ADVERTISEMENT

My parents had an in-ground swimming pool installed in 1965, shortly after our move to the brick house where my brothers and I would spend the remainder of our childhoods, and where my parents still live.

They had only one car to share in those days, and my dad would take three buses to get to the library where he did research for his books, but an in-ground pool became a necessity when my grandfather, recently widowed and loving to swim, came to stay.

The money to pay for such a luxury came not from a loan, of which both my parents took a dim view, but from a small one-time reparation paid to each of them by the German government, which had, during the Nazi era, stolen their family assets and the lives of most of their relatives.

The pool salesman came with a pamphlet and pictures of various shapes of pool, and my mother, in charge of life’s practical matters then, as now, chose the kidney shape and the largest heater she could afford.

My grandfather did, indeed, use the pool every spring and summer while he lived with us, and my brothers and I would watch in awe as he steadily breast-stroked back and forth.

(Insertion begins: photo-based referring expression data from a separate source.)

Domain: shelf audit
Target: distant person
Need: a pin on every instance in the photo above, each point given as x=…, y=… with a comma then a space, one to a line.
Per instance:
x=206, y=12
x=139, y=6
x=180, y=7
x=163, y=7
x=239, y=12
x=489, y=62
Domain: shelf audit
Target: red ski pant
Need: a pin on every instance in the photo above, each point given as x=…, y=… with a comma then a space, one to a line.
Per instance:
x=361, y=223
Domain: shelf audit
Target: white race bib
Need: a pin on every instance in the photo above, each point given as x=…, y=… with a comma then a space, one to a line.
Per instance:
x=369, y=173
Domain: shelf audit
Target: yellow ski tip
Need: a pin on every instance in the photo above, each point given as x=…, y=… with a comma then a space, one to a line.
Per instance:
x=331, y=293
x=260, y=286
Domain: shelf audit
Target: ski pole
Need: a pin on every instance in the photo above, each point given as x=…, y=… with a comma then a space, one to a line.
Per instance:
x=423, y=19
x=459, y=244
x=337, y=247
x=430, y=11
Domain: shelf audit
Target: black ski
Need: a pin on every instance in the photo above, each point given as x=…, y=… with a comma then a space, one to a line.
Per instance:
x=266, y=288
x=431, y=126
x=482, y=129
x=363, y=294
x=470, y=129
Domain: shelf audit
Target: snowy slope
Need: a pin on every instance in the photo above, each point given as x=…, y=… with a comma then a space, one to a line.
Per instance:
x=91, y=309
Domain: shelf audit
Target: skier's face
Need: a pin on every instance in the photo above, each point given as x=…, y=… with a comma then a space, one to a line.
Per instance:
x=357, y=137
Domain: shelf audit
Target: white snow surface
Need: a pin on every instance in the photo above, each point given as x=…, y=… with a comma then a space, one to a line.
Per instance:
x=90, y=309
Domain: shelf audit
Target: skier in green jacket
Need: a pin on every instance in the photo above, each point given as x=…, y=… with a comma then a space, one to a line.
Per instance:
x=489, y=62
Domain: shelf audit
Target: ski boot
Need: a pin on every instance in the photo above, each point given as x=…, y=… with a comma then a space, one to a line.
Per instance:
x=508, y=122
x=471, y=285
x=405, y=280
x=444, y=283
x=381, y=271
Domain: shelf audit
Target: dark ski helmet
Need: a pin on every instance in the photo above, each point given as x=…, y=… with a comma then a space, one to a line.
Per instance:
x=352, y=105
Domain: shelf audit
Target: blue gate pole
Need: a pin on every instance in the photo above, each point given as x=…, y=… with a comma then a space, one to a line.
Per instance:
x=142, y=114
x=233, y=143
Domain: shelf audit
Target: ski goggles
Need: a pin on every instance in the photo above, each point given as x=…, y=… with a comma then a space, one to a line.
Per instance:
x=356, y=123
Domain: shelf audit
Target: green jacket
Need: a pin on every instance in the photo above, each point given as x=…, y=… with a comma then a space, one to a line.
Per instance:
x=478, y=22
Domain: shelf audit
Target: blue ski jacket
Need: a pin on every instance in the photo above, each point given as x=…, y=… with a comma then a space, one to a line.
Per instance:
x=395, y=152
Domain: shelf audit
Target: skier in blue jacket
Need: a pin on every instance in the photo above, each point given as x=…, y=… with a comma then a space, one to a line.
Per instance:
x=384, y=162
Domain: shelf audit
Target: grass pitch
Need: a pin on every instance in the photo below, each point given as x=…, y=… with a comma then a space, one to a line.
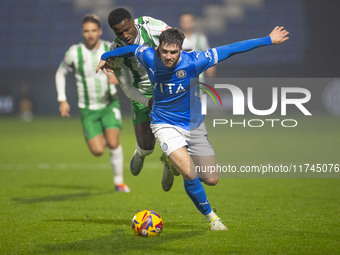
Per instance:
x=56, y=198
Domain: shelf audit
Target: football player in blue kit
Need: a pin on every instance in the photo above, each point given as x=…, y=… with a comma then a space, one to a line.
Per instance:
x=181, y=133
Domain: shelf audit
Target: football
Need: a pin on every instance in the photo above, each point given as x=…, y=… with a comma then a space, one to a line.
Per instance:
x=110, y=63
x=147, y=223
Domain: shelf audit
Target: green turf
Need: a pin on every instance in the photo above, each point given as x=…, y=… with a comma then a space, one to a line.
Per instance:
x=55, y=198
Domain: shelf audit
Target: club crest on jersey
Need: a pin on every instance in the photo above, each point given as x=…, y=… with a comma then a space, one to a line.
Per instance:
x=164, y=147
x=147, y=44
x=181, y=74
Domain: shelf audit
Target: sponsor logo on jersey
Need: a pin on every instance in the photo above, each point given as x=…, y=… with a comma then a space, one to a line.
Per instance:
x=164, y=147
x=147, y=44
x=181, y=74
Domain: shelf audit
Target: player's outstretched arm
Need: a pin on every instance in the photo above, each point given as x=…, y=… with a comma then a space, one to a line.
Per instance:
x=279, y=35
x=127, y=51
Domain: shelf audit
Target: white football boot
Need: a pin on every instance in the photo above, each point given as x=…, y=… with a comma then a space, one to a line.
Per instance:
x=216, y=224
x=136, y=163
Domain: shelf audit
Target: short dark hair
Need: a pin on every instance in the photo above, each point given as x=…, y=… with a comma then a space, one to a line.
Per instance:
x=172, y=36
x=118, y=15
x=91, y=17
x=187, y=13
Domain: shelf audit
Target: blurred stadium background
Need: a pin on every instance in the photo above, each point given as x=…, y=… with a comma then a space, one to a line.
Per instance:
x=36, y=33
x=56, y=198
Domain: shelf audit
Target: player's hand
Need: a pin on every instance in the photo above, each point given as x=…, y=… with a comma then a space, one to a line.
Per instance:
x=64, y=109
x=150, y=102
x=104, y=67
x=279, y=35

My siblings and I, in imitation, discovered our inner fish, and spent our summer days in the water, my mother plying us with snacks as we stood at water’s edge, between games and breath-holding contests. In the pool, we would whisper our secrets to each other and to our parents, the water loosening our lips and our inhibitions.

Time passed; my grandfather left this world and we left our childhood to form our own households. The pool, however, always drew us back.

When my children were small, each in turn fell in love with the pool and joined in the family fun. All but the youngest learned how to swim in my parents’ back yard, either through their grandmother’s patient lessons or the raucous encouragement of an older sibling.

My mother, wanting to hold onto the family gathering place, made me promise to never install a pool in my own back yard, lest we prefer that to hers. Honoring her desire, I never did.

I thought about it at times, when I didn’t feel like loading all five of my children into the minivan for the short drive to my parents’ house, or when the water temperature reached the mid-90s and I felt, in my menopausal state, as though I was cooking in chlorine soup.

I have, on occasion, secretly sampled other places to swim. The lake, cool and refreshing, with its endless bottom and lack of chlorine, is appealing, as is the town pool, with its long lanes that make lap swimming easy.

I don’t tell my mother about these adventures. That would be equivalent to telling my husband that I had a boyfriend on the side; the subsequent protestations that it was a meaningless dalliance would poison my primary relationship, nonetheless.

And none is as comforting or comfortable as paddling in the backyard pool, talking over life with my parents and brothers, just as we did when we were all young.